8 Minutos de leitura

  • Publicado: 06/07/2022
  • Por: Ismael Baubeta

A KTM 890 S – Adventure em outros países – tem terra no DNA. Trata-se de uma moto com uma evidente aptidão para o fora de estrada, mas que se sobressai no asfalto com muita classe

Desde que foram mostradas em São Paulo pela primeira vez, eu já desejava acelerar uma destas belezuras que o grupo Factory KTM está trazendo, as KTM 890 R e 890 S.

Aliás suas nomenclaturas foram “tesourada” por aqui e sabem por quê? A Fiat tem registrado o nome Adventure e “proibiu” a marca austríaca de utilizar o codinome que há anos se utiliza nas motocicletas de estilo aventureiro, como na BMW R 1250 GS. Se o veículo tivesse quatro, seis ou mais rodas ainda faria sentido, mas uma moto? Isso é simplesmente ridículo. Alguém devia avisar o pessoal do marketing ou do jurídico que motos são bem diferentes do que carros e não competem entre si.

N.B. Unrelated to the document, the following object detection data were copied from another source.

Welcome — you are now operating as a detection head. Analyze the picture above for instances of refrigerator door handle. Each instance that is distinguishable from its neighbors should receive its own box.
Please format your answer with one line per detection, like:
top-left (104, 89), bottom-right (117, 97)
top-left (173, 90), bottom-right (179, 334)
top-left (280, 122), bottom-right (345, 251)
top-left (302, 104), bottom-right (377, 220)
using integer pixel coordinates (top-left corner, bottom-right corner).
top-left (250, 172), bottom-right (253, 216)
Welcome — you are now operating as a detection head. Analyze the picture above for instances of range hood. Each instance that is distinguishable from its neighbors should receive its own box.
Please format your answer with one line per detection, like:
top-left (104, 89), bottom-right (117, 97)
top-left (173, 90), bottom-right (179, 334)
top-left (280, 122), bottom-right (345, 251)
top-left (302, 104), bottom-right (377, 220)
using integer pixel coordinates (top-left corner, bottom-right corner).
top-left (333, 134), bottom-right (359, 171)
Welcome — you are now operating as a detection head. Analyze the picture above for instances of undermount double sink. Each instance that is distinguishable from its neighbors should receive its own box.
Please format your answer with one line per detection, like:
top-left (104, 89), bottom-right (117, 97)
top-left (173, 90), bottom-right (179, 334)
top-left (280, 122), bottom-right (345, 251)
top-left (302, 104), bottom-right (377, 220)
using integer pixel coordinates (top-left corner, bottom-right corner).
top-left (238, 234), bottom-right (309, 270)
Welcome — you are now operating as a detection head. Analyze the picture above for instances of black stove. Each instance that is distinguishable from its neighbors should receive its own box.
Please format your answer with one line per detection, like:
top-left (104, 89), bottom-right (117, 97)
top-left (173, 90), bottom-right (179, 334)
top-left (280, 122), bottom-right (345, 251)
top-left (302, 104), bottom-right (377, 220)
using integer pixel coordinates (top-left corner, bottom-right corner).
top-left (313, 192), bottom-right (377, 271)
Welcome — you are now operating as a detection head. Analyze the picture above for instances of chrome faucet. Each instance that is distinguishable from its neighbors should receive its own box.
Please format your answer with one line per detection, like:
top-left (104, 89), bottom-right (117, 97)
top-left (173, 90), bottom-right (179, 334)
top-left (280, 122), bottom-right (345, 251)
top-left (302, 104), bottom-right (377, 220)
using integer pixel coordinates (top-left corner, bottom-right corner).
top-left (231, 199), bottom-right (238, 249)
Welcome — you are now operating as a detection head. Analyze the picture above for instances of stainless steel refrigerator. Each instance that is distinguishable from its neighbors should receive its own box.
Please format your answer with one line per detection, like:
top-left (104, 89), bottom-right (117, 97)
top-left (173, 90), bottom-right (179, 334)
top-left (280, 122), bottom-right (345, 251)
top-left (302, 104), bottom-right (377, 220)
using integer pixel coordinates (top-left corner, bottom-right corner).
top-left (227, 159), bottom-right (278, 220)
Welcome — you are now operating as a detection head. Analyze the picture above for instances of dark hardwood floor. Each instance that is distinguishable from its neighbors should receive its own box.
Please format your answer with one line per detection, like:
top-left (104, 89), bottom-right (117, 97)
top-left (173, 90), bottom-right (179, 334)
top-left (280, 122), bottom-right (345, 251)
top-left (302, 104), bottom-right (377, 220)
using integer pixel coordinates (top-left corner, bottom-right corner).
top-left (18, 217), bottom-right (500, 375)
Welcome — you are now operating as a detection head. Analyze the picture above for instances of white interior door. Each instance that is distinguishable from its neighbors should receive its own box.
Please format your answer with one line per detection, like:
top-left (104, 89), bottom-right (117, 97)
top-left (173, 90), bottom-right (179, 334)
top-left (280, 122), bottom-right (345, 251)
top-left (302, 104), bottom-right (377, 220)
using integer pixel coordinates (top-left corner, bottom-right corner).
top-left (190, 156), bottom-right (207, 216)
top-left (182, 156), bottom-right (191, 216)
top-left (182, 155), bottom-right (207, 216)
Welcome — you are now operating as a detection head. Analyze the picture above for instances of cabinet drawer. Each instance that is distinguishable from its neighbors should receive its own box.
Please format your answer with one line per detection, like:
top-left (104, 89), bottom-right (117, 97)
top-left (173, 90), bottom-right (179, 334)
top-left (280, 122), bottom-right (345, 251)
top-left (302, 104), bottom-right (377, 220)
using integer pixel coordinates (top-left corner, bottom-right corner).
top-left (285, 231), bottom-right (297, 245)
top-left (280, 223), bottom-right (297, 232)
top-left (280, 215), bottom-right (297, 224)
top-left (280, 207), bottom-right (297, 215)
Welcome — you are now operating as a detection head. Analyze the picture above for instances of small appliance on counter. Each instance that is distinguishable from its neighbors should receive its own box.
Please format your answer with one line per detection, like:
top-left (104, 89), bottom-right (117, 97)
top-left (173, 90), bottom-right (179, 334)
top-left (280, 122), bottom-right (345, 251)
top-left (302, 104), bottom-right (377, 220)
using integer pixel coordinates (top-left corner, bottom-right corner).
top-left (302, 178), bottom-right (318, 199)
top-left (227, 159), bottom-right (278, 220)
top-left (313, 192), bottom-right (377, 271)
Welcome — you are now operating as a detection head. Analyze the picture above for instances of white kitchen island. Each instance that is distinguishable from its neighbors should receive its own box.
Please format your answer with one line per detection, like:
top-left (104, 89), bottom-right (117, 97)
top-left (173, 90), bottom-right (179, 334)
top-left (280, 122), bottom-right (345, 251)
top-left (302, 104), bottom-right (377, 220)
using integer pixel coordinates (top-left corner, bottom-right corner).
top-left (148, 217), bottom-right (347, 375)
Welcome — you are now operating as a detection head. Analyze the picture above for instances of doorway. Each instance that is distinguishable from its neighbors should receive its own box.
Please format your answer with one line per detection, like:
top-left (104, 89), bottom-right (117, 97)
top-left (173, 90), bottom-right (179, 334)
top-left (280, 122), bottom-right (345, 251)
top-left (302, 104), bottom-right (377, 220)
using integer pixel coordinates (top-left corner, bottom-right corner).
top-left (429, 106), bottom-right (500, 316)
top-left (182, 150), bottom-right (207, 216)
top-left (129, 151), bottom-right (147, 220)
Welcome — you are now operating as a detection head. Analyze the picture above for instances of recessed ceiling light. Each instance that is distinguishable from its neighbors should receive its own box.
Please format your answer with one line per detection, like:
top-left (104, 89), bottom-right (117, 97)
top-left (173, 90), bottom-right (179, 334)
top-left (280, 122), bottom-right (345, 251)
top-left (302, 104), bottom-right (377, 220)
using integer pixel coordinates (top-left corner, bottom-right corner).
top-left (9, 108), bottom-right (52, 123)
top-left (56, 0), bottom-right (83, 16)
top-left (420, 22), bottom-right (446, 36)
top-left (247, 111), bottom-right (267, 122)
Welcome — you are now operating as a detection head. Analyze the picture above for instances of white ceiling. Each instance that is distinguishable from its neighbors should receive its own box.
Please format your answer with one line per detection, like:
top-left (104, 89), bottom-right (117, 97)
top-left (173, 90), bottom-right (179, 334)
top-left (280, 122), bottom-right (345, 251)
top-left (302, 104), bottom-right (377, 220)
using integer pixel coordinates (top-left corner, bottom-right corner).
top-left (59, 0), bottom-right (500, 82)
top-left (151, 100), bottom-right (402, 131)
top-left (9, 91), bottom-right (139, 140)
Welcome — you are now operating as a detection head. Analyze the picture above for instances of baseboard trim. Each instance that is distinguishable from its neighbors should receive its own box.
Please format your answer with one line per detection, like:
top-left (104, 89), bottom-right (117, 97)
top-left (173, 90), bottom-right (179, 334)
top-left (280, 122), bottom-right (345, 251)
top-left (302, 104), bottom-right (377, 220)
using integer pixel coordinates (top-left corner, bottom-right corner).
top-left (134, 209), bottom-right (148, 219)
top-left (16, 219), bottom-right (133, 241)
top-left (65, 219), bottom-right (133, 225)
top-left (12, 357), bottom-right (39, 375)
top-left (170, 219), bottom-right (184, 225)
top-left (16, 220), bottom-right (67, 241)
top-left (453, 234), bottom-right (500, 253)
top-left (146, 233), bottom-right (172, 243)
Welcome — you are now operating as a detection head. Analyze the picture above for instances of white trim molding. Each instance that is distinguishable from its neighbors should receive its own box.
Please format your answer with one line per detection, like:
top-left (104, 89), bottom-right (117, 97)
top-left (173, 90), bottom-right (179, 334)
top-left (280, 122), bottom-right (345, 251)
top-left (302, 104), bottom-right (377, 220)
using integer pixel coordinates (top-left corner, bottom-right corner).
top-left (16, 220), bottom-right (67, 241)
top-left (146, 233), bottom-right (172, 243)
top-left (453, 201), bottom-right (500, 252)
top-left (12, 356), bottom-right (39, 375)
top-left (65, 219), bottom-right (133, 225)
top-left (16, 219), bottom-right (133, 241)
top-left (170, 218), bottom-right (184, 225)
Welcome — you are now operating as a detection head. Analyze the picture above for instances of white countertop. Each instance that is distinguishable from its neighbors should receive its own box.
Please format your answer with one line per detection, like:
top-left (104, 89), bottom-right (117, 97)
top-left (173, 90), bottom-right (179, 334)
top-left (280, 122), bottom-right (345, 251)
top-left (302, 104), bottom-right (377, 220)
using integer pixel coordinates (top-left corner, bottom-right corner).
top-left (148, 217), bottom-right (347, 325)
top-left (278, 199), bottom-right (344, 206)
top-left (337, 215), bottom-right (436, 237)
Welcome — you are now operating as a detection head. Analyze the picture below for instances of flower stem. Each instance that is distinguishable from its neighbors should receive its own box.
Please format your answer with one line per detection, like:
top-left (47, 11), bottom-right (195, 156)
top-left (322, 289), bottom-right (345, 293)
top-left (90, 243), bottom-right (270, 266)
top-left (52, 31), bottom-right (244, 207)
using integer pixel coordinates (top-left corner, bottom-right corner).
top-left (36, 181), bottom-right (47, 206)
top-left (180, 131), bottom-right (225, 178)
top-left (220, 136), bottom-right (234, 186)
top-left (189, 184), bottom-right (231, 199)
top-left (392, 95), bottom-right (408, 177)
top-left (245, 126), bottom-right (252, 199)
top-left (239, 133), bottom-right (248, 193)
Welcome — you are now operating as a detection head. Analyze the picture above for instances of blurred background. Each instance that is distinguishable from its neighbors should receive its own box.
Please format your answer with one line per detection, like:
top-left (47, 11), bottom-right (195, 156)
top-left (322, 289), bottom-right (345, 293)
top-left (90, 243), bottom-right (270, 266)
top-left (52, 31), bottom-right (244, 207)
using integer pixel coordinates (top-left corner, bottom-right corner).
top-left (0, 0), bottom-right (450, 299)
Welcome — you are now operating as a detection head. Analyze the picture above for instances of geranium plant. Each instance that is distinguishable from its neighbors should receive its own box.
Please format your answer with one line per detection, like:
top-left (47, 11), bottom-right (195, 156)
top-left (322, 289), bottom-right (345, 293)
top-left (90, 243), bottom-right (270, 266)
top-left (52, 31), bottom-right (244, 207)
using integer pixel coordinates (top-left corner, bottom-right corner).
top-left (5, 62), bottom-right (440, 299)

Feito este comentário, então vamos ao que interessa: a KTM 890 S, versão que vamos testar. 

Muito aguardada entre os fãs da marca austríaca, a KTM 890 S tem os atributos que o apreciador do off-road exige (Foto: Renato Durães)

A identidade laranja da KTM 890 S

As 890 Standard e R são as sucessoras das 790, que nós brasileiros não tivemos por aqui, e a identidade desta KTM aventureira de nosso teste segue assinada pelo farol bipartido, mas o chassi de treliça tubular (famoso da marca) deu lugar a um do tipo diamond, onde o motor faz parte da estrutura. Por isso ele fica mais escondido atrás da “roupa” e do tanque que vai até a parte sob o motor. Outra característica das motos KTM é a cor laranja e o porte de moto off-road, embora com para-lama baixo.

Não se preocupe, é provável que ao se aproximar desta KTM você se sinta baixinho, pois ela é grandalhona, alta, mas não é extremamente larga e tem porte de cavalo puro-sangue. Guidão e parte superior do tanque ficam na altura do peito (eu tenho 1,8 metro) e exigem atenção para montá-la, manobrá-la e descer de seu banco que está a 830 mm do chão, mas sua regulagem de altura vai ajudar você, caso seja necessário.

As suspensões da máquina mostram seu valor no off-road, habitat natural da 890 S (Foto: Renato Durães)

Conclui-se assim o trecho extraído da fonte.